Does the AHJ have an allowable length from the point-of-entrance to the location of the DS?


#49821 - 03/18/05 07:55 PM Re: service entrance  
Roger  Offline
Member
Joined: May 2002
Posts: 1,716
N.C.
As Iwire brought up, I think this is a feeder unless we're talking a three phase service.

In any case it should be square and plumb, not per code, but for putting your name to it.

Roger


#49822 - 03/18/05 07:56 PM Re: service entrance  
mustangelectric  Offline
Member
Joined: Feb 2004
Posts: 494
Bentonville, AR
Hi,

You said: "4 wire service entrance cable"..

Is this a residence or what? If it is a residential application...you do not need a 4 wire cable...you need an SE cable which has two insulated conductors in it and a bare neutral..

a ser cable has four..two hots, neut, and grnd..this is for feeding sub panels..

The cable should run at right angles if possible. It is perfectly within the NEC to run any conductor larger than a #4 across the FACE of a joist or rafter or whatever. I cant think of the article so dont get mad becasue I didnt quote the nec verbatum...its in there! I think it is 300.??..

Running it diagonally in a concealed location doesnt mean SQUAT! If you want to run it diagonally go ahead. If it is in a unfinished basement I would at least try and run it at right angles.

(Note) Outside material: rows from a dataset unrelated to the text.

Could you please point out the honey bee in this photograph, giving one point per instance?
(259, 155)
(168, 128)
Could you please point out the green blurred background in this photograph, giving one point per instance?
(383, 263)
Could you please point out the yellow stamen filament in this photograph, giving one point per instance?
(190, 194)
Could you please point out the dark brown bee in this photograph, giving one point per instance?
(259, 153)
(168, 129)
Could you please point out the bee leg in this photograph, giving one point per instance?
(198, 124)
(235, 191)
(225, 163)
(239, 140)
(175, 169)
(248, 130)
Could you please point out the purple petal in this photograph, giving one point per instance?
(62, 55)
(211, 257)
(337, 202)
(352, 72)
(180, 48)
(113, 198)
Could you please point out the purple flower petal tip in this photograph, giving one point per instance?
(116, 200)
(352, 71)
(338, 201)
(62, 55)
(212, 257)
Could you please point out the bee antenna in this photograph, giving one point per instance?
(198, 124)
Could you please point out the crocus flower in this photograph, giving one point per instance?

There is also NO distance or location given for where the ocpd has to be located as long as it is within reason. 10 feet for certain types of cables and or condcutors...especially if they are not fire retardant...like USE or whatever..

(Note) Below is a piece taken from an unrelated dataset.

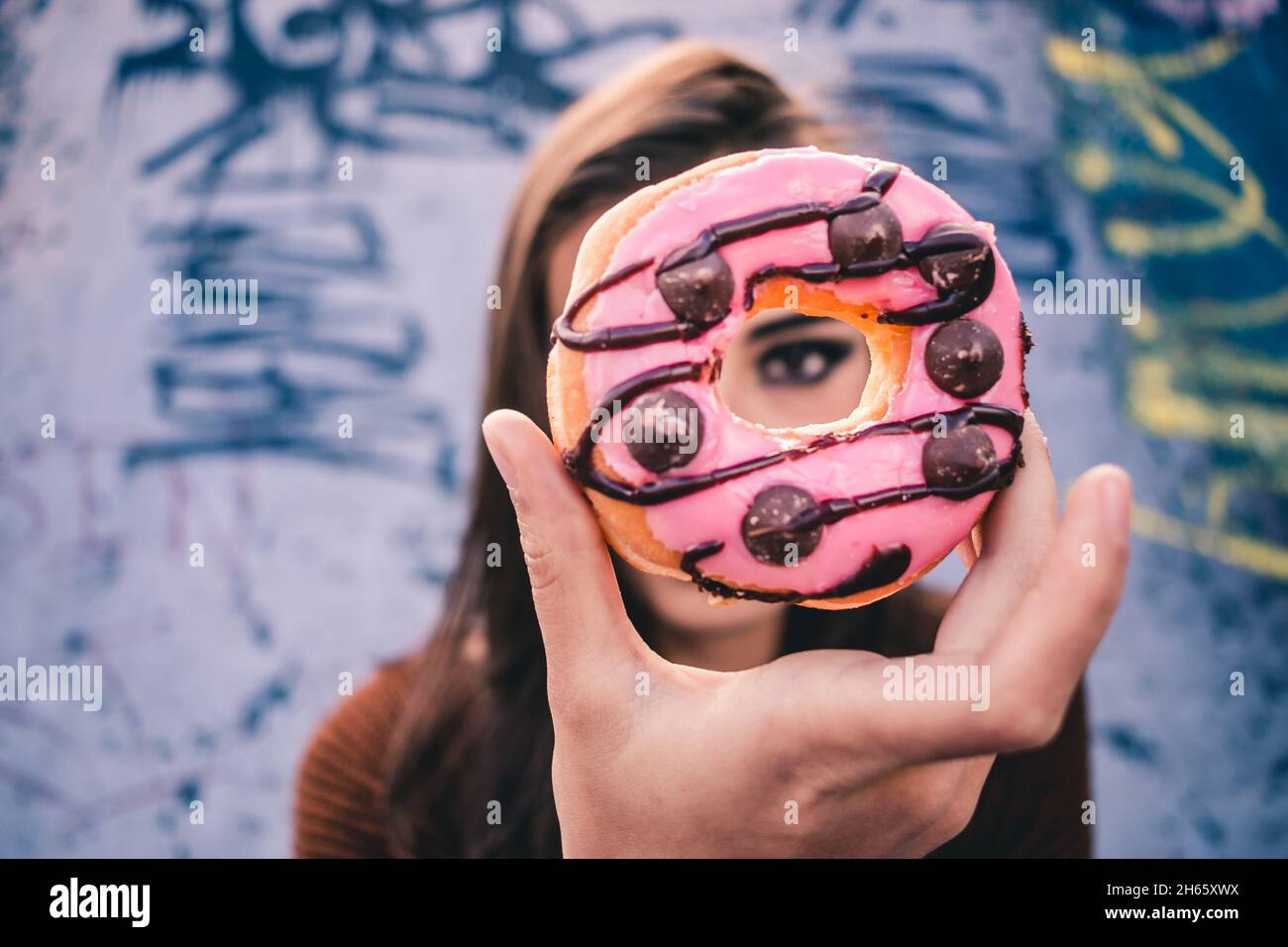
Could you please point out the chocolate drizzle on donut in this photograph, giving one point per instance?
(866, 239)
(885, 566)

There is also NO code requirement to NOT have service conductors NOT accessible in an attic or anywhere else for that matter..i dont think it is that safe because there is no fuse between you and the poco xfmr..

If I take a weatherhead and stub it out of the ATTIC I can run a SE cable down to the OCPD with or WITHOUT a conduit.

I can do the same thing if I run it DOWN the wall and INTO the attic or basement...Myself I wish this would get cleared up in the NEC becasue it always starts an argument!

Since I am good at that I figured I would go ahead and get it started!

I have seen inspectors REFUSE to allow the disconnect ANYWHERE except on one side of the wall or the other..I have seen them allow you to run it through the house, down into the basement on a two story house!

I am not shouting at anyone...just putting emphasis on the key words..so dont get upset everybody..I am cool as a cucumber!

This is an old debate and it has gone around and around for years..even on this rag..

Heres what i would do..try to use a csed when possible..you will be providing your client with a lot more bang for their buck rather than a meterbase on the outside of the house and it makes everything really simple..the combo meterbase and disco is a good one too...if located next to the AC unit you can save a buck or two by feeding it from that panel..i prefer the generator feature myself and I sell them all the time.

I love se and ser cable myself..

ok bring it on guys..i know you are salivating and cant wait to try and prove me wrong..DING DING!

-regards

greg


[This message has been edited by mustangelectric (edited 03-18-2005).]


Electricity has no respect for ignorance!